Rachel Horne and her sons Miller and Wells in front of the Sector Los Angeles-Long Beach building with Command Master Chief Malia Chasteen in July 2024. (U.S. Coast Guard)

Horne, the first Coast Guardsman killed by smugglers since 1927, was awarded the Coast Guard Medal (CGM) for heroism. The CGM was established on August 4, 1949, for voluntary acts of great heroism in the face of grave personal danger.

Commandant Bob Papp spoke at a Coast Guard Sector Los Angeles/Long Beach memorial ceremony for Horne where more than 500 family and friends attended. Papp reminded the audience that service members come together as a team but are expected to make a difference as individuals. In Horne’s case, the audience remembered and celebrated a shipmate who did make a difference. Papp remarked that, “we need selfless patriots who will make the decision every day to answer the nation’s call, to throw themselves into the breach against every manner of evil that might confront us, and will state to their fellow citizens, ‘I will be your shield, I will stand the watch.’ Terrell Horne was such a patriot.”

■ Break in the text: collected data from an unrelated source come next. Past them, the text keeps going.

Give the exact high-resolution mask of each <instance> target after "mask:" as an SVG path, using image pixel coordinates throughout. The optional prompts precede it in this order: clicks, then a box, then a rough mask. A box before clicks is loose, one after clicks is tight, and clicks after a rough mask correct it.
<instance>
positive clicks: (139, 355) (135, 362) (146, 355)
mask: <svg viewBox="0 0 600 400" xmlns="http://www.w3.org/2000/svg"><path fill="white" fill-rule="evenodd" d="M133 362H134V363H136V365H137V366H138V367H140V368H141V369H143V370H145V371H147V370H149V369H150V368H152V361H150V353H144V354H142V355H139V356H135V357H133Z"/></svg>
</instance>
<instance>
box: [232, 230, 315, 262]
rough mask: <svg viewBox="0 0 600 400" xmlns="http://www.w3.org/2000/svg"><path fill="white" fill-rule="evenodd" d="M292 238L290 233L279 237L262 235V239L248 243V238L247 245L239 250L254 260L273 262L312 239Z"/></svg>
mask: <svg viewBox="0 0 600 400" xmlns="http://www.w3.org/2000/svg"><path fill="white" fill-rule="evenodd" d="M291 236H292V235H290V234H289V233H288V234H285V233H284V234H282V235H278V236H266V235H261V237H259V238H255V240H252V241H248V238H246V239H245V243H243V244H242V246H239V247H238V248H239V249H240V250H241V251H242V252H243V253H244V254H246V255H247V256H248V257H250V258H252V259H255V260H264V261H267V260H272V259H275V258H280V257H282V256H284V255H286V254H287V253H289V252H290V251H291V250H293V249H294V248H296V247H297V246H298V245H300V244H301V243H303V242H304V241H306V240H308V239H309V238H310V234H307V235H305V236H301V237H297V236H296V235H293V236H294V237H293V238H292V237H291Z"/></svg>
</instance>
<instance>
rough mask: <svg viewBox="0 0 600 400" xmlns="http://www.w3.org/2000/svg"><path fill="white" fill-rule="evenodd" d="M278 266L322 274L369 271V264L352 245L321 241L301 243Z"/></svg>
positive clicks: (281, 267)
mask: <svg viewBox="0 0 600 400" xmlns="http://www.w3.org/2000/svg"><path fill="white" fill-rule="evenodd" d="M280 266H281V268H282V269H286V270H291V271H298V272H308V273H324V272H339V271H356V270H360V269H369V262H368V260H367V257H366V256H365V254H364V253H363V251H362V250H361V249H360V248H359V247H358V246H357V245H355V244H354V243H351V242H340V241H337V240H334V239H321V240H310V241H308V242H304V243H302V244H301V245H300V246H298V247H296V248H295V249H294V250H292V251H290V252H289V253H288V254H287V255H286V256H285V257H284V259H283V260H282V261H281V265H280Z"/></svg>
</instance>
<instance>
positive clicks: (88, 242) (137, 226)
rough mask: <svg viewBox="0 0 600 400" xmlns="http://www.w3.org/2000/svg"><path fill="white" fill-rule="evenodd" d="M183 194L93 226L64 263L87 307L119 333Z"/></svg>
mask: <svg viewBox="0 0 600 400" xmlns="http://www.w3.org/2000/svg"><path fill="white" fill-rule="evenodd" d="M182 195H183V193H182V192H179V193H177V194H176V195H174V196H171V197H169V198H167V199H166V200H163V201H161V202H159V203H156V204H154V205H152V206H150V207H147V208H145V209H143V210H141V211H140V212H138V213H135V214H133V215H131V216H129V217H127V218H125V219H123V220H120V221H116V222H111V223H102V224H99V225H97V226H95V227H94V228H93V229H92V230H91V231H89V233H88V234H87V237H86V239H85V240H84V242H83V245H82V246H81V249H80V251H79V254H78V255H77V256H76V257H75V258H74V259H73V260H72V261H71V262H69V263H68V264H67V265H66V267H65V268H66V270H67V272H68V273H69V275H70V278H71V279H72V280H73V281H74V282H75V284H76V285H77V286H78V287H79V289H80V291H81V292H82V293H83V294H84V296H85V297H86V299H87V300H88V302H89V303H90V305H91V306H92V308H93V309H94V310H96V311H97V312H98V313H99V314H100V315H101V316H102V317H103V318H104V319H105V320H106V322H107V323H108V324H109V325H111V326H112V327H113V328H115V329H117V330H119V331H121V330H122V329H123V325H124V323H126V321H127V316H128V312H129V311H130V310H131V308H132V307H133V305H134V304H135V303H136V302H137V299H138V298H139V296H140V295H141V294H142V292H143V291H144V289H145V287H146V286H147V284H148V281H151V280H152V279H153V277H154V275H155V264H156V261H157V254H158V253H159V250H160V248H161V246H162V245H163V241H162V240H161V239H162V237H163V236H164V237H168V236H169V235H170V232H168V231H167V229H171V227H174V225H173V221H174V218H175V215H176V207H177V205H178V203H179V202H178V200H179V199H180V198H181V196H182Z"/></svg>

Horne was also posthumously promoted to Senior Chief and is honored at the Coast Guard’s Recruit Training Center Cape May with his name etched on his service’s Enlisted Memorial. The memorial, open to the public, recognizes those enlisted personnel who made the ultimate sacrifice in the line of duty.

Rachel Horne and her sons Miller and Wells visit with the crew of the new FRC Terrell Horne in July 2024. (U.S. Coast Guard)

Horne’s name is among the 1,700 Coast Guard men and Women who died as a “direct result of the mission.” On March 22, 2019, the Coast Guard named its 31st Fast Response Cutter (FRC) in honor of Senior Chief Horne. The cutter is stationed in Los Angeles/Long Beach. FRCs have been named for enlisted heroes since 2012.

Reflecting on the pain inflicted on many that evening, Halibut’s captain, retired Commander Stew Sibert commented, “Senior Chief Terrell Horne heroically made the ultimate sacrifice, but he was not the only casualty of that evening. Over the following years, many of his Halibut shipmates struggled to overcome the horror of Horne’s wanton murder. While the traumatic stress of that evening manifested in different ways and at different times, there can be no doubt that tragically losing such a beloved member of a tight knit crew scarred them in ways that will never fully heal.”

In our own fashion, we can pray for the life lost and especially for those people in the Coast Guard boat and on the cutter (and their loved ones), so changed by that night.